Materials and Methods
Study 1.
Sample and procedures.
Beginning 7 days after the campus shooting, undergraduate and graduate students were invited to complete an anonymous, internet-based survey via a system-wide email sent on the researchers’ behalf by the university administration. The survey was fielded to all 40,339 students listed in the university system. A reminder email was sent out a week later to bolster student participation. Participants who clicked the link to the survey were presented with an initial screen indicating that the purpose of the survey was to study the impact of the campus shooting; informed consent was obtained from all individuals included in the study. Participants were asked to complete the survey without consulting others and were instructed to answer items as honestly as possible. Participants were also presented with contact information for the lead researchers and the campus counseling center and encouraged to call or visit the center if they felt a need to speak with someone about their feelings regarding the incident. Data were collected up to 29 days following the shooting, with the majority of responses (92%) collected within 16 days postevent. The participation rate was ∼18% (n = 6,540). Of these, 3,890 (∼60%) students reported having been in the lockdown; between 2,696 and 3,393 of these students had complete information on variables across analyses in study 1. Of the 3,051 students who provided ethnicity data, nearly 40% identified as European American, roughly 30% identified as Asian American, and 14% identified as Latino American; the remainder identified as multiracial/ethnic (8.6%), African American (2.7%), or other (6%). All procedures for this study were approved by the Institutional Review Board of the University of California, Irvine.
Dependent variables.
Acute stress.
Symptoms of acute stress were assessed using the Acute Stress Disorder Scale-5 (21), which is based on the Diagnostic and Statistical Manual of Mental Disorders, fifth edition (DSM-5; ref. 36). Respondents used a 5-point Likert-type scale ranging from 0 (not at all) to 4 (very much) to describe the extent to which they experienced each of 14 possible reactions “since the shooting and lockdown” (e.g., “Do you have distressing dreams about the lockdown/shooting?”). Responses were summed (range, 0–56) to create a continuous score for acute stress symptoms and to capture maximum variability in potential responses (37).
Conflicting information.
Respondents were asked to indicate the extent to which they agreed with the statement. “I received conflicting information from different sources about the details of the shooting.” Responses were measured on a 5-point Likert-type scale ranging from 0 (not at all) to 4 (a great deal). Because no valid information about the event was available to any students during the lockdown, this variable was used as a proxy for rumor exposure.

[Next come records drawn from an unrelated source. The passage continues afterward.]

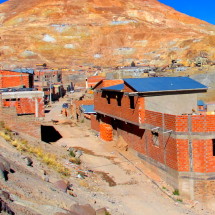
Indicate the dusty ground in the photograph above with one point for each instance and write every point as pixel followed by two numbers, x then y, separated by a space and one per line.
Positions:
pixel 120 181
pixel 114 179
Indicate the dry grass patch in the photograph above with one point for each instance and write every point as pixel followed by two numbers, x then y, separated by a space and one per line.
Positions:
pixel 47 158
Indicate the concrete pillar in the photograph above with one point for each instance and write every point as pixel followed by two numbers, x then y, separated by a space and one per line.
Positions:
pixel 1 104
pixel 86 84
pixel 36 108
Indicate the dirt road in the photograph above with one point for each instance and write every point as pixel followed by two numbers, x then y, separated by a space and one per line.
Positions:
pixel 122 187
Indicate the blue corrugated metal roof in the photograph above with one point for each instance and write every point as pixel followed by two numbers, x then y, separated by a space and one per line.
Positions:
pixel 88 108
pixel 160 84
pixel 200 103
pixel 117 87
pixel 24 70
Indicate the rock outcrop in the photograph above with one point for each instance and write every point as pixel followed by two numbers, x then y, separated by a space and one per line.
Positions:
pixel 99 32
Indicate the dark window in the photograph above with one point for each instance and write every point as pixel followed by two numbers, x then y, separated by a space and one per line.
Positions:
pixel 213 146
pixel 131 102
pixel 119 100
pixel 155 138
pixel 108 99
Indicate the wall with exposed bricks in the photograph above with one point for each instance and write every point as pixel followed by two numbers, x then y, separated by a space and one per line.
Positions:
pixel 124 111
pixel 9 79
pixel 184 152
pixel 95 123
pixel 25 124
pixel 26 106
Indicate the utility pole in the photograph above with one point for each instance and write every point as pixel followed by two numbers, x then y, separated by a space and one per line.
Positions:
pixel 50 89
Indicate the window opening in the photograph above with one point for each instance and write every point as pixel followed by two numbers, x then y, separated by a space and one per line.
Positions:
pixel 131 102
pixel 155 138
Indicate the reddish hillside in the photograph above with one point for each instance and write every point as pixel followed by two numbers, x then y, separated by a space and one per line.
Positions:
pixel 99 32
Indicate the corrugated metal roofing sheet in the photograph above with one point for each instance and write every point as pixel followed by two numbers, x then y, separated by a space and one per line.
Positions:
pixel 200 103
pixel 88 108
pixel 117 87
pixel 160 84
pixel 24 70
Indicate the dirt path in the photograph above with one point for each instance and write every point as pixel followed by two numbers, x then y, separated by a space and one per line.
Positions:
pixel 123 188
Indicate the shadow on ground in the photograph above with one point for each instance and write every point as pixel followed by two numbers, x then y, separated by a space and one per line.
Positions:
pixel 49 134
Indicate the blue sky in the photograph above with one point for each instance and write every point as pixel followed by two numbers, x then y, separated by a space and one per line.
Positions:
pixel 202 9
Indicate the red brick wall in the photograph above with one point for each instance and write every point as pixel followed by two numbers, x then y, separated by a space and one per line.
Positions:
pixel 13 79
pixel 124 111
pixel 26 106
pixel 183 155
pixel 133 135
pixel 78 103
pixel 204 161
pixel 95 123
pixel 24 124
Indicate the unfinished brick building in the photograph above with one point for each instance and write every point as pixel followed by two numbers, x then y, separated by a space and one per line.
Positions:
pixel 157 118
pixel 22 110
pixel 17 78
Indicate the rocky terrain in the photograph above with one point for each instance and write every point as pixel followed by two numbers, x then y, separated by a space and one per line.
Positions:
pixel 41 178
pixel 99 32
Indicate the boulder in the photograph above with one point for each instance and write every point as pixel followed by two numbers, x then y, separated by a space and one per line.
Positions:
pixel 62 185
pixel 102 211
pixel 82 209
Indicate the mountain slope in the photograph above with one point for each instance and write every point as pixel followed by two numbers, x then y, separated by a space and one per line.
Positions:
pixel 99 32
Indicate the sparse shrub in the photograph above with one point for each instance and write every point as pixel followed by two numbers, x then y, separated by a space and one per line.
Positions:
pixel 2 124
pixel 75 160
pixel 72 154
pixel 176 192
pixel 47 158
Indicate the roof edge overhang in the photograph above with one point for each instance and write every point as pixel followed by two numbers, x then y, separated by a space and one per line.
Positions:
pixel 170 91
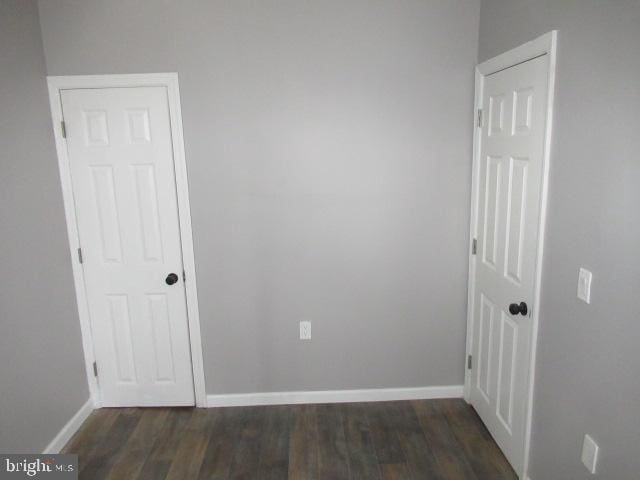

To validate this assumption, we examined responses to an open-ended survey item that asked “What particular parts of the event were most upsetting to you?” We used an R script to code each response for whether it mentioned the word “rumor.” Those who mentioned rumors reported higher exposure to conflicting information (standardized b = 0.31, SE = 0.04, P < 0.001). To further clarify what participants wrote about rumors, we examined the word pairs (i.e., bigram analysis) that occurred most commonly in the corpus of responses using a text analysis program called Meaning Extraction Helper (38). The four word pairs occurring most commonly were multiple shooter, rumor spread, rumor multiple, and rumor shooter. The words rumors and false information appeared in other responses with less frequency but were also present. Given that many respondents wrote at length, we also conducted a trigram analysis, which analyzes the most common occurrence of three words appearing together across responses. This analysis revealed that “rumor [of] multiple shooters” was the most common response.
Independent variables.
Traditional media and online news.
On a 3-point Likert-type scale (0 = not at all, 1 = some of the time, 2 = most or all of the time), respondents indicated receiving critical updates from radio, television, and online news sites (e.g., CNN, New York Times, TMZ). Responses for each of these channels were dichotomously coded (0 = not at all, 1 = at least some of the time). They were aggregated to form a count of traditional media/online news sites used (range, 0–3).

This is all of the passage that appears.